Smith bases his novel very loosely on the true story of Andrei Chikatilo, the notorious serial killer who was tried and executed for the murders of 52 women and children in Russia between 1978 and 1990. But the young British writer cleverly pushes his story back to 1953, when Stalinism is still very much alive even though the tyrant dies. Leo was a war hero who was naturally drawn into the secret police, and Smith leaves no doubt about his willingness to serve his country and its ruthless system. "He would've run Gulags in the arctic tundra of the Kolyma region had they asked him to," he writes. Leo is firmly convinced that his masters were perfectly justified in demanding no less than this kind of blind obedience.

As so often happened in Stalin's Soviet Union, the hunter abruptly becomes the hunted. Leo is instructed to hush disquieting rumors that the son of Fyodor, a junior colleague, was murdered. The official report of the death blames it on an accident on the railroad tracks, but neither Fyodor nor his neighbors believe it. Without ever examining the evidence, Leo does his duty and warns Fyodor of the dangers of questioning the official version of events, winning his grudging silence but also his fierce enmity. When Leo's performance in another investigation raises questions about his judgment, the shadow of suspicion is suddenly upon him and offers an opening for Fyodor to seek his revenge.

Leo's world begins to unravel. With the relentless logic that anyone suspected of anything must be guilty-a logic that Leo has employed against countless others-the machinery of repression begins to close in on its latest victim. As an ostensible test, Leo is ordered to investigate his wife Raisa, an attractive teacher caught in a loveless marriage. The secret policeman understands the logic of this better than anyone: if he reports that she's a loyal citizen, he will prove his disloyalty. The couple appears doomed. But then Stalin dies, creating a moment of indecision among his henchmen that allows Leo and Raisa to escape with relatively light punishment: Leo is demoted to the lowest rank of the regular militia and assignment to a desolate city near the Urals.

Although spared the gulag or outright execution, Leo discovers his own worst hell. Thrown together with his wife in a way he has never been before, he learns that so much he believed was a lie: that she was attracted to him in the first place, and that his profession had anything to do with law enforcement. This becomes apparent when he discovers the cover-up of another grisly child murder in the town where he's exiled, and then begins to pick up on the evidence that a serial killer has been methodically killing children in a similar way in towns along the railroad lines.
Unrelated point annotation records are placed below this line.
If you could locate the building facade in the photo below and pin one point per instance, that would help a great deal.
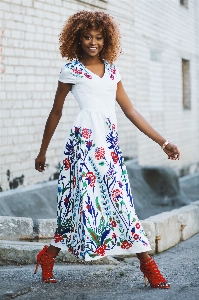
(159, 68)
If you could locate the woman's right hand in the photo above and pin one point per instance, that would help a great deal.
(40, 162)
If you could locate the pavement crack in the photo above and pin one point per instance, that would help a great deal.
(14, 295)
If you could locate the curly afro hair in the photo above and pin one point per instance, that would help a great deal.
(82, 21)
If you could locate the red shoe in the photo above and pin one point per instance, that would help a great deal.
(151, 272)
(46, 259)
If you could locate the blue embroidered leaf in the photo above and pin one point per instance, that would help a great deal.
(92, 255)
(94, 236)
(97, 204)
(104, 235)
(107, 241)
To suggest that a serial killer could be on the loose is heresy, since such criminals are supposed to exist only in decadent capitalist societies, certainly not in the workers' paradise.

Smith then sets husband and wife off on a desperate search to find the real killer, as opposed to the countless people already executed for the murders, which they didn't commit. Here the book goes into genuine thriller mode, complete with changes of heart, chase scenes, and a somewhat too pat explanation of the unusual motive of the serial killer, which is very different from the sexual motive of the real-life Chikatilo.

But that's only a quibble. The thriller plot moves briskly along from start to finish. Equally important, "Child 44" achieves its other aim of debunking the myth that police states at least have the virtue of wiping out crime. In a system built on the premise that anyone who becomes a suspect must be tortured into admitting guilt, many real criminals go free. As his eyes are opened, Leo lurches toward redemption. His may be an improbable journey, but Smith convinces us that it just might have happened. And we're cheering Leo on all the way.